WHEREAS, Kendall Healthcare in Cumberland used to be a sterling example of American ingenuity and skill, with its dedicated, industrious employees manufacturing some of the finest medical products in the world. Every year profits went up, shares appreciated in value, and Kendall expanded and grew stronger. Now the company is leaving Cumberland and Rhode Island for the cheap labor market in Mexico. There is no way that an American worker can compete with someone making $1.80 per hour. There is no way that the 450 Kendall employees, or any American workers, should be called upon to compete with wages like this. The American Dream must not become a race to the bottom; and
WHEREAS, When the North American Free Trade Agreement (NAFTA) was ratified, the American people were promised 200,000 new jobs -- they have lost 600,000. NAFTA was supposed to increase exports to Mexico -- it turned a $1.7 billion surplus into a $15 billion trade deficit. NAFTA was going to raise wages for Mexican workers -- their wages have actually fallen from an average $2.61 an hour to $1.80. NAFTA simply is not working -- it needs to be fixed.

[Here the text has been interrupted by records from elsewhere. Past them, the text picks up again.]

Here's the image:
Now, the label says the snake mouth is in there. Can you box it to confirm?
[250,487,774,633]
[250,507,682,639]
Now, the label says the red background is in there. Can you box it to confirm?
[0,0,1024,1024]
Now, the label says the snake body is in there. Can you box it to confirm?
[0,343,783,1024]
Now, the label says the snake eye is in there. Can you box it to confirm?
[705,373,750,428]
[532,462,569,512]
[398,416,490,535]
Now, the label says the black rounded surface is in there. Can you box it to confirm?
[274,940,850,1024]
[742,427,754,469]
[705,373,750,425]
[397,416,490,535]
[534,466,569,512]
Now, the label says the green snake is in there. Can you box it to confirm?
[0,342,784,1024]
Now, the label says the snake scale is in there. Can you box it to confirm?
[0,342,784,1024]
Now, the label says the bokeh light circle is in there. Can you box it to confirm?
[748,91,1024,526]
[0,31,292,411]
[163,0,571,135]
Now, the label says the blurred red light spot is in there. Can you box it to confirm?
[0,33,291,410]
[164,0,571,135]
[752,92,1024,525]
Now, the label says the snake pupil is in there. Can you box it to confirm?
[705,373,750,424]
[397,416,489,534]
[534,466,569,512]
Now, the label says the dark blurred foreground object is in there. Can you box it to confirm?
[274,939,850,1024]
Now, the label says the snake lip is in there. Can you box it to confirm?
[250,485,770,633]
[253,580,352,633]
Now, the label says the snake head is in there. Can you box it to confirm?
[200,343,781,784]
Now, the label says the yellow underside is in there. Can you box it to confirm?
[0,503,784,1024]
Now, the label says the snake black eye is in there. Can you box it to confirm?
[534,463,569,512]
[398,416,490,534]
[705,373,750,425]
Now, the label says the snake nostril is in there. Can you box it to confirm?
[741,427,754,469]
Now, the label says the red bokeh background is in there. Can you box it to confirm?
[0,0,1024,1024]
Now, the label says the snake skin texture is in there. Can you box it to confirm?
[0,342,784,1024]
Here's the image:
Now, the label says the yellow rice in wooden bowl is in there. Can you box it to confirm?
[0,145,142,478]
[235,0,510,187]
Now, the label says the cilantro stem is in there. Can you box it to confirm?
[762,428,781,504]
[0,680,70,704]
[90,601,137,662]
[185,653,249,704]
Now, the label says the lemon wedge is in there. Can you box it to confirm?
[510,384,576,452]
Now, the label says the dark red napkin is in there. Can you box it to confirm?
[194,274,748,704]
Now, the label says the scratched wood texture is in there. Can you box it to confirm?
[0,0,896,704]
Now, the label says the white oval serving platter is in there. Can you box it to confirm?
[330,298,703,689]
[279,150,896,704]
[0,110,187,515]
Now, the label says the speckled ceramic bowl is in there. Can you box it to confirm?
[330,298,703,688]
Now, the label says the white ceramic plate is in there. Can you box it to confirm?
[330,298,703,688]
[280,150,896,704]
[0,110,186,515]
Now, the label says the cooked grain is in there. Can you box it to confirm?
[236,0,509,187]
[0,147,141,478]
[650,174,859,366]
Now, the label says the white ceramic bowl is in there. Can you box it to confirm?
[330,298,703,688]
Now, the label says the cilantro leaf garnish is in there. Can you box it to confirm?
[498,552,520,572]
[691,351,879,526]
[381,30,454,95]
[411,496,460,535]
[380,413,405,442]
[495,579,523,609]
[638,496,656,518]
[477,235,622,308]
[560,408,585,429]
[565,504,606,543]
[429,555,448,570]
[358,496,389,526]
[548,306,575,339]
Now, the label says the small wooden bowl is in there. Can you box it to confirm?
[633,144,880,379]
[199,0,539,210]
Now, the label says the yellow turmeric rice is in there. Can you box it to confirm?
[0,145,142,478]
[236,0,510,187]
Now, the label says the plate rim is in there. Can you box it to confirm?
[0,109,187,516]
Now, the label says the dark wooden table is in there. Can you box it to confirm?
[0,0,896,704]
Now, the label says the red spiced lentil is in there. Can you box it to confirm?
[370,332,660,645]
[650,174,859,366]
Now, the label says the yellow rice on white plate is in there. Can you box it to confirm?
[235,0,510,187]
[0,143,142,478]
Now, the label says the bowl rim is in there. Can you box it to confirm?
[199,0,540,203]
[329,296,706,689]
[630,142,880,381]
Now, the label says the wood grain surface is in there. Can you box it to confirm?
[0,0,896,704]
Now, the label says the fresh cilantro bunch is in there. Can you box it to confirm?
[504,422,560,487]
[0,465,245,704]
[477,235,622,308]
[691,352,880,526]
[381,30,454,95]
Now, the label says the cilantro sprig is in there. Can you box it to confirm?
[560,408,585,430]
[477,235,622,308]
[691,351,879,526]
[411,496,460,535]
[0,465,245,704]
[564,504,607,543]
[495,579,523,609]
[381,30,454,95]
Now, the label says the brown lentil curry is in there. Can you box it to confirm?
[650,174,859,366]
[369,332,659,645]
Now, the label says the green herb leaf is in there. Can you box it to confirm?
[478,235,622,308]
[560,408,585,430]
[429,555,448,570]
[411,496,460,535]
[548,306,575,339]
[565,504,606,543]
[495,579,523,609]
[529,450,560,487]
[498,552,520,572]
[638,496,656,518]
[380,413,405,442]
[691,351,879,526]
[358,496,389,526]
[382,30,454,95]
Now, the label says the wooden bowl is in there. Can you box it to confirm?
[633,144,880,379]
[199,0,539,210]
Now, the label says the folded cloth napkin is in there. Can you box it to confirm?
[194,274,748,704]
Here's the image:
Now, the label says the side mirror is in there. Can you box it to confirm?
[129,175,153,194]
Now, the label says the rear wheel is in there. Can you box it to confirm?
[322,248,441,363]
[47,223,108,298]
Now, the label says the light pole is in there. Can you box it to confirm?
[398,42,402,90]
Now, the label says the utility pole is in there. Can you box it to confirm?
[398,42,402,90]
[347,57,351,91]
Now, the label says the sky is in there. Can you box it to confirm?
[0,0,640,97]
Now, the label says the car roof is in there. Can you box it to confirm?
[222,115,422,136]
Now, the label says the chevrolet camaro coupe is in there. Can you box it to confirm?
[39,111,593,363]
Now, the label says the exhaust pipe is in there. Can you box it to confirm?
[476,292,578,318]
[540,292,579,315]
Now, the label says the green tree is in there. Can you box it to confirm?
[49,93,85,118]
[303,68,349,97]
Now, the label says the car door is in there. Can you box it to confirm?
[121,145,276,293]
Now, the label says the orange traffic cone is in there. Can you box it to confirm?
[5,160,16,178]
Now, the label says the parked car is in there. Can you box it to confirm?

The means to that end is the NAFTA Accountability Act, introduced by Congresswoman Marcy Kaptur, and cosponsored by Representative Patrick J. Kennedy and a bipartisan coalition of 100 Democratic and Republican members of Congress; and
WHEREAS, The NAFTA Accountability Act directs the President to renegotiate the treaty if the U.S. trade deficit with any of the other parties to the agreement exceeds 10% of U.S. exports to that country; requires the certification of grains in U.S. jobs and living standards attributable to NAFTA; requires certification that exports from the U.S. to NAFTA parties exceed imports from NAFTA parties, without regard to goods which the U.S.. exports for foreign assembly that then come back into the country for final consumption; requires certification tha human and political rights are respected and that democratic systems exist in countries that are parties to NAFTA; and, prohibits the expansion of NAFTA to other countries until the aforementioned conditions are met; and
WHEREAS, As of February 26, 1996, the United States Department of Labor was inundated with filings for NAFTA unemployment help from over 90,000 workers from over 850 firms located in 48 states. Workers certified under the special NAFTA TAA program represent only a fraction of the total U.S. job loss because of NAFTA. Only workers who know about, and choose to apply for, the new program are even considered, and only certain types of workers, in certain types of companies, are eligible. Taken in conjunction with the facts that U.S. real wages have continued to fall since NAFTA, that Mexico's economy and social conditions have continued to deteriorate since NAFTA, and that environmental and health conditions have worsened, all of this evidence leads to the inescapable conclusion that NAFTA, as currently constituted, does not work. It does not represent the future, nor is it even free trade or fair trade. It is simply wrong; now, therefore, be it
RESOLVED, That this House of Representatives of the State of Rhode Island and Providence Plantations hereby memorializes the Congress to support the passage of the NAFTA Accountability Act. The tragedy of Kendall Healthcare must not be allowed to spread and become a symbol for an American future of diminished hopes and aspirations, a bleak landscape of closed factories and growing lines of unemployed and exploited American workers. It is not too late to rectify the NAFTA mistake if we possess the courage and will to bargain for a fair and just future; and be it further
RESOLVED, That the Secretary of State be and he hereby is authorized and directed to transmit duly certified copyies of this resolution to the members of the Rhode Island delegation to the United States Congress.